Effect of Thermal Environment on Heat Transfer Mechanism of Solar-Powered Balloon

Abstract

Solar energy units, as an ideal alternative, can be supplied to the balloons by mounting them over the envelope of the balloon. To avoid superheating and superpressure, the solar-powered balloon's thermal efficiency should be controlled. In the current research, the thermal model of a solar-powered zero-pressure balloon has been built up and simulated in FORTRAN via iterative techniques and validated with published experimental data. The simulation of stratospheric solar-powered balloon flight has been carried out in real seasonal atmospheric conditions.

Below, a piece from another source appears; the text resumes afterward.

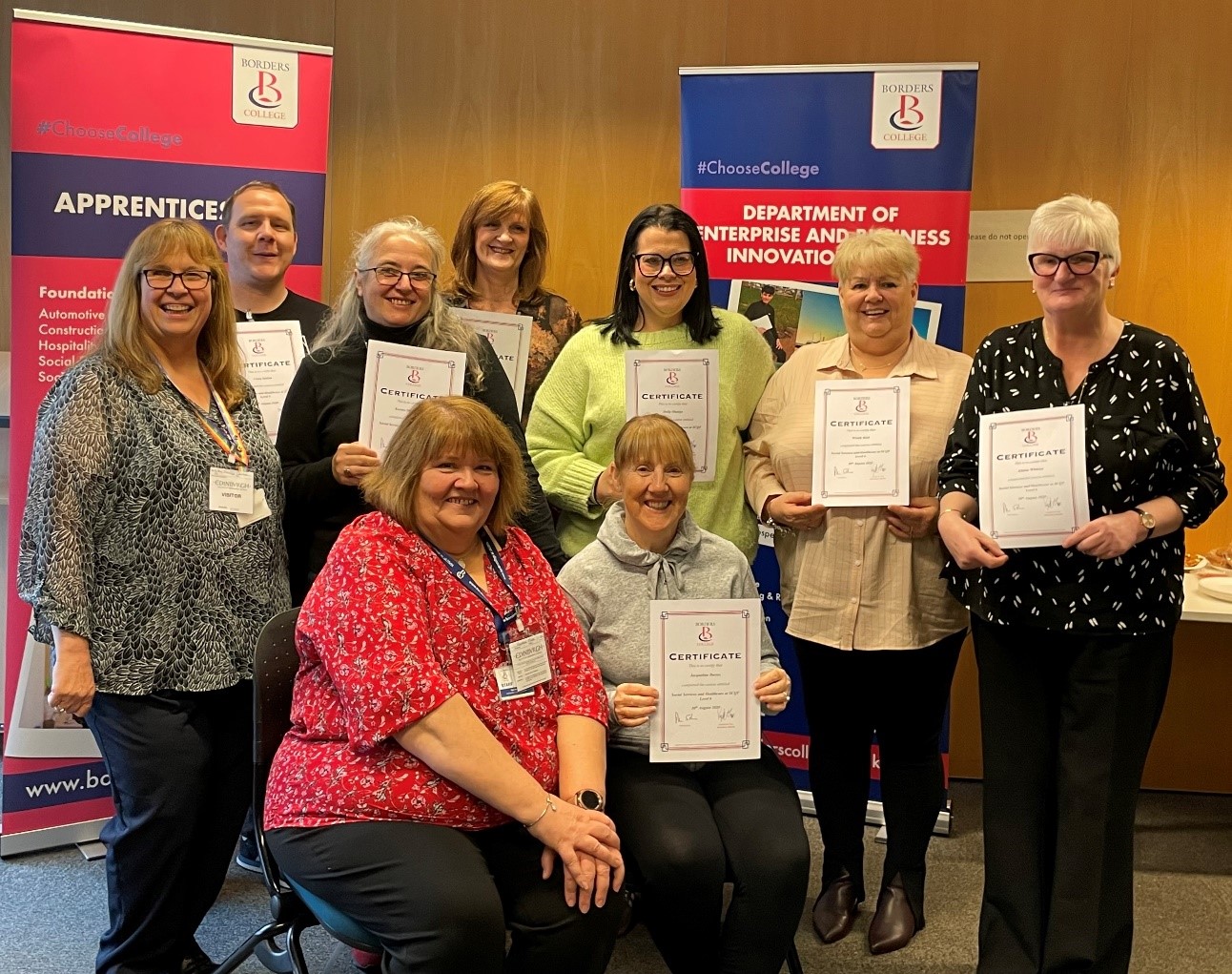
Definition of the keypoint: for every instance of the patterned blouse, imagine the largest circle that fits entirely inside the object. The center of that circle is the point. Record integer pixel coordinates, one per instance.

The temperature variation of solar panels, interior helium, and balloon envelope material has been observed and compared with the unpowered balloon in winter and summer atmospheric conditions. The output power performance of the photovoltaic panel placed over the balloon with and without thermal effect has been reported. Furthermore, the characteristic length, angle, and area of the solar panel effects on photovoltaic panel temperature and output power are discussed in detail. The maximum temperature of the helium and envelope of the solar-powered balloon is obtained as 350.03 K and 351.19 K, respectively, and is notable in the summer solstice compared with the unpowered balloon. This research would help design the energy unit of the stratospheric balloon for long endurance.